On Wed, Jun 24, 2015 at 12:26 AM, Jason Slagle <raist...@tacorp.net> wrote:
>
> It’s actually interesting, because it came up at a PUG meeting here
> locally, and I definitely got a more negative than positive vibe from the
> AIO packaging, as well as my own feelings.
>

I just want to step in on this thread to highlight that there are a
lot of people, including me, that think the AIO approach is good and
offers more advantages than disadvantages.

I do too have clients and the ones that I've had the opportunity to
talk about Puppet 4, the AIO packaging is overall welcomed.

> On the open source side, I’m less sure about that obligation.  You guys
> have been spectacular at keeping up with security patches, but when you
> decide to deprecate 4.1, you’ll have people with it installed 2 years from
> now.  You now have a much larger software ecosystem to worry about
> vulnerabilities in.  Basically, it puts the open source users in a
> position where they have to rely on puppetlabs for patches to upstream
> projects such as the bundled ruby or openssl on the agent side.
>

Open source users will always rely on a third party for security
patches anyway. Every single vendor, named CentOS, Debian and Ubuntu
drops the ball from time to time. Go and look around about the OpenSSL
problems Debian had, and the long period CentOS users were completely
in the dark for security patches.

You have to choose: best effort ou guarantee.
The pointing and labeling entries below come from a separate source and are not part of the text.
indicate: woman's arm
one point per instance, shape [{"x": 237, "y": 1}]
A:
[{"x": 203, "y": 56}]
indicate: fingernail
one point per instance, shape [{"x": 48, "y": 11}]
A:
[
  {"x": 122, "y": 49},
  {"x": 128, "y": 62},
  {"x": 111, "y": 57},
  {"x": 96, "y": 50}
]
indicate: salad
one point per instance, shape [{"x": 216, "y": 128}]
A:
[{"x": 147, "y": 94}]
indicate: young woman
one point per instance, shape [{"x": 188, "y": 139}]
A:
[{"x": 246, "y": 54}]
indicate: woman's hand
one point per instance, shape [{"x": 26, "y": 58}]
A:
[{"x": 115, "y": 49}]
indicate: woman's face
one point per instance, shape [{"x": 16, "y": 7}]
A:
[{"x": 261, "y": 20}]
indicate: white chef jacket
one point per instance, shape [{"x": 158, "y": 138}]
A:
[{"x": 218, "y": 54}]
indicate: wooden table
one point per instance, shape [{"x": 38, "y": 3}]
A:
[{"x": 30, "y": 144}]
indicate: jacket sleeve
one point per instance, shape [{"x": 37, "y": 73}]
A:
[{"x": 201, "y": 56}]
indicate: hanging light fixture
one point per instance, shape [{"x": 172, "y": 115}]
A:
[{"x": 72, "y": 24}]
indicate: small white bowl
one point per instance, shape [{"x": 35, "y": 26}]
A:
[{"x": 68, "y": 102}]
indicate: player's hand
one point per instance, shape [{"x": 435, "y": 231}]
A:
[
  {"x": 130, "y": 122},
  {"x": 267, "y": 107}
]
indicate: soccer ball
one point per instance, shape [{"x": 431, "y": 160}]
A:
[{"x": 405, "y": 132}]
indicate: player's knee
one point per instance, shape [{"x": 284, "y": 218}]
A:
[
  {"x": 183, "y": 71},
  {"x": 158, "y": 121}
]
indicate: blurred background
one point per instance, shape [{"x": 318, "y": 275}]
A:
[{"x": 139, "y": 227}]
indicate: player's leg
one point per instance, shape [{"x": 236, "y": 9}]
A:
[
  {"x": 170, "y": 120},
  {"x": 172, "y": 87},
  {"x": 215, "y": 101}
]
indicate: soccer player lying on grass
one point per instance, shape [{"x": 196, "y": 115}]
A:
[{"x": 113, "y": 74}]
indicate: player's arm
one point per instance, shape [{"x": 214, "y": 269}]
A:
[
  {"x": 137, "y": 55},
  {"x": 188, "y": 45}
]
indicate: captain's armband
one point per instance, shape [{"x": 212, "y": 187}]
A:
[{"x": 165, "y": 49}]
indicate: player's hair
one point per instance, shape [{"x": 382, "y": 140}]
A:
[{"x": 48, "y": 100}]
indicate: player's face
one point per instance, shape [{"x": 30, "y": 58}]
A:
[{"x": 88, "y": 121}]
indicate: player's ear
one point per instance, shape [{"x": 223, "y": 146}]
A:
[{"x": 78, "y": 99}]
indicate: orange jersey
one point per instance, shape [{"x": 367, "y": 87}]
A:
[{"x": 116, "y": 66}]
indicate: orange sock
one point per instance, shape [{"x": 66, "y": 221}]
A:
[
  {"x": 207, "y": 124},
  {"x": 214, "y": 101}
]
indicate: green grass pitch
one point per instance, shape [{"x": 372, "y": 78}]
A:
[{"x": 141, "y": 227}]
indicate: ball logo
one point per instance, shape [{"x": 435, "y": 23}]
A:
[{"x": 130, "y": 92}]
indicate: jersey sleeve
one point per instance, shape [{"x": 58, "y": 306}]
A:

I think this trade-off
is well understood, isn't it?

> A related concern comes with companies with infosec departments that have
> to bless things.  I get Ruby 2.1.0 blessed, but then the bundled ruby gets
> updated to 2.1.1.  Now there are a lot more compliance hoops to jump
> through.
>

One of the tradeoffs of using the AIO is to be able to move faster, to
get more done, instead of having to be limited by the least common
denominator. Companies with infosec departments that have to bless
things, IMHO, that is their problem. Don't want to fight the
bureaucracy? Buy the support and outsource the responsibility.

> In the end, a lot of it comes down to it “not being the unix way”.  I have
> many of the same arguments and dislikes against systemd.  I have no issue
> with the AIO installer, and in fact might use it on some older
> centos/rhel5 hosts where getting modern ruby is hard.  My heartburn comes
> from it being the only REAL way to install these packages starting with
> version 4.  I’d much prefer you also support a more traditional
> metapackage approach for the operating systems that support it.
>

The Unix way? Come on. Lets get rid of packaging then. I'm 34 and the
more senior people I've spoken told me that back in the old days they
downloaded the source code and compile it, on every machine, with that
nostalgia look in the eyes.

I think it is counter productive to stick with the metapackage
approach when there is going be a burden to maintain some operating
systems in one way, and some in another way.